在本申请中,不同类型的感光单元可以与电连接端转换器件的不同电连接端电连接,并且电连接端转换器件可以切换电连接通路,从而感光单元的负载电压可以被改变或调整。可选的,多个感光单元可以与同一电连接端转换器件电连接,因此可以通过数量相对较少的电连接端转换器件,实现对感光单元的负载电压的调整。
结合第一方面,在第一方面的某些实现方式中,所述感光驱动器还用于,在所述从所述多个感光单元中确定多个第一类感光单元和/或多个第二类感光单元之前,确定第一感光区域内的感光单元和/或第二感光区域内的感光单元,所述第一感光区域与所述第二感光区域为所述图像传感器的两个互不相连的感光区域,所述多个感光单元均位于所述第一感光区域内;所述感光驱动器还用于,控制所述第一感光区域内的感光单元与所述感光驱动器电连接,切断所述第二感光区域内的感光单元与所述感光驱动器之间的电连接。
在本申请中,在电池供电能力不变的情况下,通过多个批次驱动全部感光单元,有利于增加图像传感器内感光单元的数量。

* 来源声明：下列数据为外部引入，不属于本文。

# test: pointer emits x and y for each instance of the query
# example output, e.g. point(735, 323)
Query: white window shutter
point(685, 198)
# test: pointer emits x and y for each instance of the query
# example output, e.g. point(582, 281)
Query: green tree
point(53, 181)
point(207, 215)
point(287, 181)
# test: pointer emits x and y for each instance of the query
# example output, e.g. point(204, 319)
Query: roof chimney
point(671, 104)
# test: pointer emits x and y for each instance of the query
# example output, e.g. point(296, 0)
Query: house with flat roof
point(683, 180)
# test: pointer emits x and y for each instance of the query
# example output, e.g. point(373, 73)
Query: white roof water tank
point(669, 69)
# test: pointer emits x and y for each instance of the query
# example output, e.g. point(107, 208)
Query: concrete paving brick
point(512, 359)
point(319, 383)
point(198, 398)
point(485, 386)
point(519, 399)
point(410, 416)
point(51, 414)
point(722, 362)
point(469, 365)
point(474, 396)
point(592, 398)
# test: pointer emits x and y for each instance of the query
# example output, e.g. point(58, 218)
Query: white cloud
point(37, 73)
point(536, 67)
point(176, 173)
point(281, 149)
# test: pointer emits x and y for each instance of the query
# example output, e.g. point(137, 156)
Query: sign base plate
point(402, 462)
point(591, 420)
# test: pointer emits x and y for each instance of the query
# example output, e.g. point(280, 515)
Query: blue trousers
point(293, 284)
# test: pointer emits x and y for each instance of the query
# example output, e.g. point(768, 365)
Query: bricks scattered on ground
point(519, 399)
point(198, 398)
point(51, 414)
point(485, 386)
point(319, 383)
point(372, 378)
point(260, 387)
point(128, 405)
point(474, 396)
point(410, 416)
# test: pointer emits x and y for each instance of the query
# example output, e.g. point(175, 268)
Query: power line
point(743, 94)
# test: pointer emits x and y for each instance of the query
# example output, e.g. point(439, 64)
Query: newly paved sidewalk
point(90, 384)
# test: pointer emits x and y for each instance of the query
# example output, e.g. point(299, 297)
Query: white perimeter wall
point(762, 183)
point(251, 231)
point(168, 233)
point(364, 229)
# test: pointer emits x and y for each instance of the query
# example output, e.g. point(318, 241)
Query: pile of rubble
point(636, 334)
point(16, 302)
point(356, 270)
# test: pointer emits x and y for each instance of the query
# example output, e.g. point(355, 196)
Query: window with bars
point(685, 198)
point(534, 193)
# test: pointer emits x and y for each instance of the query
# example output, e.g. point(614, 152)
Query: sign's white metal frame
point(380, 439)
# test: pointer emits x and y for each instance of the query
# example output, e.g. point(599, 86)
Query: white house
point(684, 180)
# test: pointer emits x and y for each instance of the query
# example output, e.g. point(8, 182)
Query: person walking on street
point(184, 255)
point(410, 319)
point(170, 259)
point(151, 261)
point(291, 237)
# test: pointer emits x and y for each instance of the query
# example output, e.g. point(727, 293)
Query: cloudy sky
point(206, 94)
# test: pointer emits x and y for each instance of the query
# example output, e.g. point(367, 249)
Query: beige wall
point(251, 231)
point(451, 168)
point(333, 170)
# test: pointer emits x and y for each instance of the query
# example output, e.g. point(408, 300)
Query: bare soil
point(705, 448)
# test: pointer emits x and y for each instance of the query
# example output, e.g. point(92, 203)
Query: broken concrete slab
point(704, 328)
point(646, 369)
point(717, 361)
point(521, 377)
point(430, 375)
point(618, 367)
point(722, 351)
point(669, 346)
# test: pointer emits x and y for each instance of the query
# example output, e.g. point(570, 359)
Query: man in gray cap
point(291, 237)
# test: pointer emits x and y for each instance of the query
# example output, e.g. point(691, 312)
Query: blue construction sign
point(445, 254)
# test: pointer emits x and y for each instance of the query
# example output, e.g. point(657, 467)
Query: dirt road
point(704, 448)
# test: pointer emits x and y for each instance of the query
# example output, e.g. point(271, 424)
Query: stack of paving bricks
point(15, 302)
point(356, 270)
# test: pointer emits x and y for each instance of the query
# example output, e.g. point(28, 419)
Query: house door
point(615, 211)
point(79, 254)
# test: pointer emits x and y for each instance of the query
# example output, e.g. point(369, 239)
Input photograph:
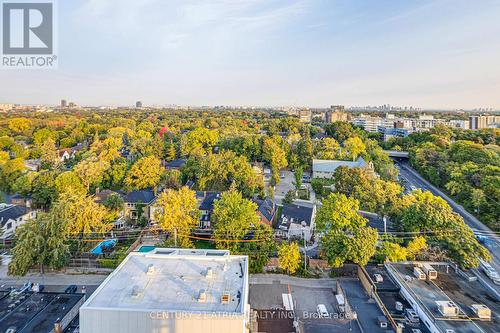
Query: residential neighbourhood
point(249, 166)
point(290, 214)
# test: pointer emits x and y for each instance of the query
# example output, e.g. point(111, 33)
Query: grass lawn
point(205, 245)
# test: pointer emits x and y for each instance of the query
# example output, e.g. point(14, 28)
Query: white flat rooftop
point(175, 281)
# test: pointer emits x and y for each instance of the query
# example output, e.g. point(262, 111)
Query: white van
point(323, 313)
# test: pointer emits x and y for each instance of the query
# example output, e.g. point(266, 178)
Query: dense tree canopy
point(345, 234)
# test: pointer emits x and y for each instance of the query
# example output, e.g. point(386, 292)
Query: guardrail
point(372, 292)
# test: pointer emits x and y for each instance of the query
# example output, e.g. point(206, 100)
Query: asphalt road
point(413, 178)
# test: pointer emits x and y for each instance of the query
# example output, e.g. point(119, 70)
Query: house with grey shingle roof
point(297, 221)
point(13, 216)
point(326, 168)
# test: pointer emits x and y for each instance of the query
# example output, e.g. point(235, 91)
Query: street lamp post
point(305, 252)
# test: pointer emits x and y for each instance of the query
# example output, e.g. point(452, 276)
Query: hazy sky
point(264, 52)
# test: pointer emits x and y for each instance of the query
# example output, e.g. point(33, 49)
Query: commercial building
point(336, 113)
point(296, 222)
point(374, 124)
point(171, 291)
point(438, 299)
point(25, 311)
point(326, 168)
point(483, 121)
point(305, 115)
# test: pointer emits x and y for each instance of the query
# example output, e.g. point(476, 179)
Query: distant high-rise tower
point(336, 113)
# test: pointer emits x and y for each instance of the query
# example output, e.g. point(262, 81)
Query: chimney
point(57, 326)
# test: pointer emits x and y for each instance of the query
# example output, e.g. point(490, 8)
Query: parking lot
point(306, 300)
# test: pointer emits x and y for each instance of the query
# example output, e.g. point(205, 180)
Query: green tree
point(276, 157)
point(81, 215)
point(91, 171)
point(233, 217)
point(289, 197)
point(393, 251)
point(115, 175)
point(42, 135)
point(199, 141)
point(170, 152)
point(9, 172)
point(19, 125)
point(218, 172)
point(69, 181)
point(44, 189)
point(298, 178)
point(355, 146)
point(415, 246)
point(39, 242)
point(49, 156)
point(289, 257)
point(432, 217)
point(24, 184)
point(177, 212)
point(259, 249)
point(146, 172)
point(328, 149)
point(345, 235)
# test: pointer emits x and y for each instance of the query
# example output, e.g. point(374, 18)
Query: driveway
point(285, 185)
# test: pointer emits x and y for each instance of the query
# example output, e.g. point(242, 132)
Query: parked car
point(323, 313)
point(71, 289)
point(490, 272)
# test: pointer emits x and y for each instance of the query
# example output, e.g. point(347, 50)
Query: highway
point(414, 179)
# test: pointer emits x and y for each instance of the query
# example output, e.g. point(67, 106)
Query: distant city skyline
point(427, 54)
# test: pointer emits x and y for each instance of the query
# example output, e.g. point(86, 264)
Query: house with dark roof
point(12, 217)
point(266, 209)
point(175, 164)
point(137, 200)
point(20, 200)
point(102, 196)
point(327, 168)
point(296, 222)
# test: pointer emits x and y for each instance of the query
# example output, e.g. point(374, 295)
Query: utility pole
point(305, 252)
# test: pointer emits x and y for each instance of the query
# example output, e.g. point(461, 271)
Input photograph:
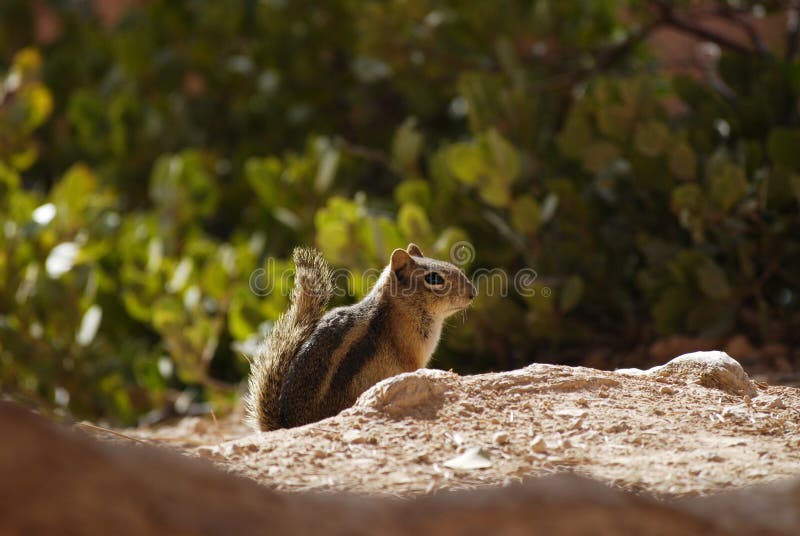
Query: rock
point(500, 438)
point(713, 369)
point(414, 394)
point(739, 348)
point(538, 445)
point(473, 458)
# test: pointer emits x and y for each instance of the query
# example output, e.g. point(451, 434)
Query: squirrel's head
point(439, 287)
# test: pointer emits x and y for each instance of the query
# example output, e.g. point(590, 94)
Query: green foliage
point(156, 172)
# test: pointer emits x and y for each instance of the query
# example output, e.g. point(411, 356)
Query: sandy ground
point(696, 426)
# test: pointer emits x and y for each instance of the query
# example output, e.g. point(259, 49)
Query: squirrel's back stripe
point(362, 350)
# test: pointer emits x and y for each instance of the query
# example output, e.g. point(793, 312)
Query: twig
point(613, 55)
point(728, 13)
point(670, 18)
point(112, 432)
point(363, 152)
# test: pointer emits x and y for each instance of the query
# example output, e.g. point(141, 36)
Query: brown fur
point(313, 366)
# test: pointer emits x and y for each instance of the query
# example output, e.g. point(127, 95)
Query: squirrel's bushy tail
point(313, 288)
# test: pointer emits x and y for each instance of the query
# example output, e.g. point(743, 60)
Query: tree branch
point(669, 18)
point(728, 13)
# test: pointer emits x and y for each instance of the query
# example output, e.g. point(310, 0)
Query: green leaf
point(407, 146)
point(525, 215)
point(599, 155)
point(683, 162)
point(414, 224)
point(413, 191)
point(651, 138)
point(727, 185)
point(713, 281)
point(465, 161)
point(576, 134)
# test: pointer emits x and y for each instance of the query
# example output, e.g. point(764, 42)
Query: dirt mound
point(693, 426)
point(58, 481)
point(696, 426)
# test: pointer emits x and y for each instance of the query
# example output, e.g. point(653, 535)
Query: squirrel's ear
point(413, 249)
point(400, 259)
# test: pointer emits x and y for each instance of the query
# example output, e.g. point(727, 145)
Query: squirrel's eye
point(432, 278)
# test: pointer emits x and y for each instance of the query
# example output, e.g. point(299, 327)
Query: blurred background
point(643, 157)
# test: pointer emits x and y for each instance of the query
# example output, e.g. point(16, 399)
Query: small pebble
point(500, 438)
point(538, 444)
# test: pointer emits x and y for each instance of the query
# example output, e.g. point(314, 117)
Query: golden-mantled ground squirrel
point(312, 366)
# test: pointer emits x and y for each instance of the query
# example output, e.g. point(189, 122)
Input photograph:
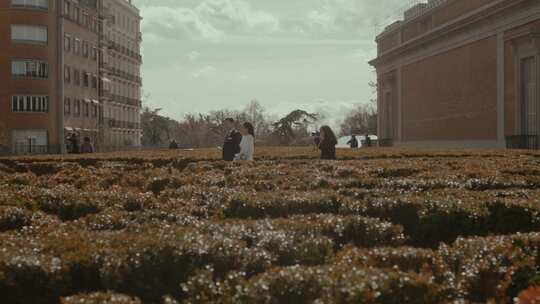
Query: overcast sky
point(201, 55)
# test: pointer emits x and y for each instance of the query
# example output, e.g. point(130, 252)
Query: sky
point(203, 55)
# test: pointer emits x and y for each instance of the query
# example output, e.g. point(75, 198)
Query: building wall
point(452, 96)
point(455, 9)
point(10, 121)
point(510, 83)
point(121, 69)
point(85, 125)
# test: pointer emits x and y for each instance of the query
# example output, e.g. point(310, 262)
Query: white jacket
point(247, 148)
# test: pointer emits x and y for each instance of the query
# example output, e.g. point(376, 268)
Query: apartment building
point(69, 66)
point(80, 61)
point(29, 88)
point(461, 73)
point(120, 74)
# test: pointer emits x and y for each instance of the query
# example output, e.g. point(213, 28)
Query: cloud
point(210, 20)
point(204, 71)
point(193, 55)
point(178, 23)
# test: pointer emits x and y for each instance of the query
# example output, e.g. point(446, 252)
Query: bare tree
point(286, 129)
point(362, 120)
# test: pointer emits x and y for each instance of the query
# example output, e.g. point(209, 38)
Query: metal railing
point(27, 149)
point(385, 142)
point(119, 124)
point(525, 142)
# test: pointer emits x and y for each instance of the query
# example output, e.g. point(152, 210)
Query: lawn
point(376, 226)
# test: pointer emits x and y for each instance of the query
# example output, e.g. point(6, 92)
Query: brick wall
point(452, 96)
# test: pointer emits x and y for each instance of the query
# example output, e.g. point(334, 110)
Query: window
point(94, 82)
point(93, 53)
point(41, 4)
point(67, 106)
point(77, 110)
point(77, 46)
point(67, 43)
point(67, 74)
point(85, 49)
point(75, 14)
point(76, 77)
point(29, 33)
point(67, 8)
point(85, 19)
point(29, 68)
point(30, 103)
point(86, 79)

结合第一方面,在第一方面的某些实现方式中,所述图像传感器还包括:第三电连接端转换器件,所述第三电连接端转换器器件包括第七电连接端、第八电连接端、第九电连接端,所述第三电连接端转换器件用于在所述第八电连接端与所述第七电连接端导通、所述第九电连接端与所述第七电连接端导通之间切换,所述第三电连接端转换器件通过所述第七电连接端与所述感光驱动器电连接,所述第三电连接端转换器件通过所述第八电连接端与所述第一感光区域内的感光单元电连接,所述第三电连接端转换器件通过所述第九电连接端与所述第二感光区域内的感光单元电连接;所述控制所述第一感光区域内的感光单元与所述感光驱动器电连接,切断所述第二感光区域内的感光单元与所述感光驱动器之间的电连接,包括:控制所述第三电连接端转换器件切换与所述第七电连接端导通的电连接端,使得所述第七电连接端与所述第八电连接端导通、所述第七电连接端与所述第九电连接端断开。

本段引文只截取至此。